This is a copy of UCI ML housing dataset.
http://archive.ics.uci.edu/ml/datasets/Housing


This dataset was taken from the StatLib library which is maintained at Carnegie Mellon University.

The Boston house-price data of Harrison, D. and Rubinfeld, D.L. 'Hedonic
prices and the demand for clean air', J. Environ. Economics & Management,
vol.5, 81-102, 1978.   Used in Belsley, Kuh & Welsch, 'Regression diagnostics
...', Wiley, 1980.   N.B. Various transformations are used in the table on
pages 244-261 of the latter.

The Boston house-price data has been used in many machine learning papers that address regression
problems.   
     
**References**

   - Belsley, Kuh & Welsch, 'Regression diagnostics: Identifying Influential Data and Sources of Collinearity', Wiley, 1980. 244-261.
   - Quinlan,R. (1993).
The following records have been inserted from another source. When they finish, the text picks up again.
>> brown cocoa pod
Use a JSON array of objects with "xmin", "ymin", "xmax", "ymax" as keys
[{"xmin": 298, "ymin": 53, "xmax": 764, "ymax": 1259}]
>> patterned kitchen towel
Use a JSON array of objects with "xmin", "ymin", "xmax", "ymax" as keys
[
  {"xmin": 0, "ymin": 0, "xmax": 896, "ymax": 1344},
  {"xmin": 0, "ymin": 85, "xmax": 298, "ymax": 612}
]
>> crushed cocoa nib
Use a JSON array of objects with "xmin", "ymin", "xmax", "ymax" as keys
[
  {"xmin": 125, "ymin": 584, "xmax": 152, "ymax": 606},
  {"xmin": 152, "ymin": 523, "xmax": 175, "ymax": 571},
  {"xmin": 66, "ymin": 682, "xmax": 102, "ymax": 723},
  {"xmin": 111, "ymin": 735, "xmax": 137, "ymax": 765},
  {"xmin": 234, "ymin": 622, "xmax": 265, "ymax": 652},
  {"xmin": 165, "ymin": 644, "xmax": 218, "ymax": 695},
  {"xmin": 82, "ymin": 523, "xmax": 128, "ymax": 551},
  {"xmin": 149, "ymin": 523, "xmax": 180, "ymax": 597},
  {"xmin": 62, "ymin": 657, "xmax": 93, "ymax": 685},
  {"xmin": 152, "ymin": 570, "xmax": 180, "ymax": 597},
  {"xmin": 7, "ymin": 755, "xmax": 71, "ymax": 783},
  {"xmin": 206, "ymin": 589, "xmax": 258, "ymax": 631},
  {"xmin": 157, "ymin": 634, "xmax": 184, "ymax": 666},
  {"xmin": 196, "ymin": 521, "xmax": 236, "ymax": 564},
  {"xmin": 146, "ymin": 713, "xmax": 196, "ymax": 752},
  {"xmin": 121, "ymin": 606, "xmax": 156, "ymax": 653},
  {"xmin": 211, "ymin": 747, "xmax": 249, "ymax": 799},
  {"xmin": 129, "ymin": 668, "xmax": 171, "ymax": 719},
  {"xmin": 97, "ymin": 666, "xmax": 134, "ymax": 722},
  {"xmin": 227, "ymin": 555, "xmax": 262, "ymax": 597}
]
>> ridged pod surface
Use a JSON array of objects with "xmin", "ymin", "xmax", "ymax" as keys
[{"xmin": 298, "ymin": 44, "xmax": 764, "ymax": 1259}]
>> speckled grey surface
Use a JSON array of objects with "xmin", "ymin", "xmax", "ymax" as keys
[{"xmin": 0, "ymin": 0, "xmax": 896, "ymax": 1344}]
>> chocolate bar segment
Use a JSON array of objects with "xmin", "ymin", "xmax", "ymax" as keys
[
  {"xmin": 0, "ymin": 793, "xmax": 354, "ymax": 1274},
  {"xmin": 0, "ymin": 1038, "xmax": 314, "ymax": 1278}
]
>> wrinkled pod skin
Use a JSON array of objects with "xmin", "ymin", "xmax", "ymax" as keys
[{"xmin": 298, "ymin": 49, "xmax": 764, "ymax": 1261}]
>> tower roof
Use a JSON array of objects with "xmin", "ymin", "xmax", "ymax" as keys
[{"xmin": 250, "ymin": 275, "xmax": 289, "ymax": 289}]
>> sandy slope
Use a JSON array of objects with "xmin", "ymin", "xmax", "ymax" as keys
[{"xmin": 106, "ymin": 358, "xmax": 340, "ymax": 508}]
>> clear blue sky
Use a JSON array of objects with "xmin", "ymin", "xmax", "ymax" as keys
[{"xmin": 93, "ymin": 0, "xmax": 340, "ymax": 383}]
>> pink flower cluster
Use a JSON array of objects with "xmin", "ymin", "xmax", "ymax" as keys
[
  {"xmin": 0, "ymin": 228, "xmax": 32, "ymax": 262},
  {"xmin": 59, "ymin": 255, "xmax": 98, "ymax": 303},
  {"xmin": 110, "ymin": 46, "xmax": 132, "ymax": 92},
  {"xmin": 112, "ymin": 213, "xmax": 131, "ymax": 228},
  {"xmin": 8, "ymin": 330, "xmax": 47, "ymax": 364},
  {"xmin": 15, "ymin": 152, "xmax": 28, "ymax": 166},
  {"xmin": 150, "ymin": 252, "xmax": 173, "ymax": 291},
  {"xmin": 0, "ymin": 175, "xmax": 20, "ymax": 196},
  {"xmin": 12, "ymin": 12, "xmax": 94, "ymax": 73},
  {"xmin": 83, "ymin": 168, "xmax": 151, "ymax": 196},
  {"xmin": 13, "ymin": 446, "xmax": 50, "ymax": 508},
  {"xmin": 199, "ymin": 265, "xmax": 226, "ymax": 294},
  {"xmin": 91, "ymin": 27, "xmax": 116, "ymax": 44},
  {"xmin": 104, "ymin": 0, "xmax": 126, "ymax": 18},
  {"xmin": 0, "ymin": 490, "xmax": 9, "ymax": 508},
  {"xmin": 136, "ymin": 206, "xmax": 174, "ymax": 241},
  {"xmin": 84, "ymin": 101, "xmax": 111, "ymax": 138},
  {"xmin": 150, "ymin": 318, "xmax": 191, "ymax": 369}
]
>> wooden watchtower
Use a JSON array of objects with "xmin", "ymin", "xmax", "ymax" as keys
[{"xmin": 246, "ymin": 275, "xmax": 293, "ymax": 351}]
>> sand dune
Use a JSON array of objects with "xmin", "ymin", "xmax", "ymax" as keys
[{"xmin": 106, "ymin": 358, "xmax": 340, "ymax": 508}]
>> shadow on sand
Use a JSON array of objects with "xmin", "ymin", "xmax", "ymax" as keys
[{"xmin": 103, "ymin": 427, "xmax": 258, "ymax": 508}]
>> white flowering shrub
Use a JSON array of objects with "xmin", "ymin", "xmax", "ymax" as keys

Combining Instance-Based and Model-Based Learning. In Proceedings on the Tenth International Conference of Machine Learning, 236-243, University of Massachusetts, Amherst. Morgan Kaufmann.
   - many more! (see http://archive.ics.uci.edu/ml/datasets/Housing)


In [5]:
print(boston.feature_names)


['CRIM' 'ZN' 'INDUS' 'CHAS' 'NOX' 'RM' 'AGE' 'DIS' 'RAD' 'TAX' 'PTRATIO'
 'B' 'LSTAT']

In [6]:
print(boston.data.dtype)


float64

In [7]:
print(boston.target.dtype)


float64

In [8]:
train = boston.data
test = boston.target

Linear Regression

Linear regression fits the data to the follow equation

$\hat{y}_i=\beta_0+\sum_j^p\beta_jx_{i,j}=\beta_0+\mathbf{x}^T\beta$

where $i=1,...,n$ and $p$ is the number of predictors

The error produced by this equation is

$\epsilon_i=\hat{y_i}-y_i$

For linear regression, the goal is the sum of the errors by using least squares

$\min\left|\sum_i^n\epsilon_i^2\right|$


In [9]:
from sklearn import linear_model
lin_reg = linear_model.LinearRegression()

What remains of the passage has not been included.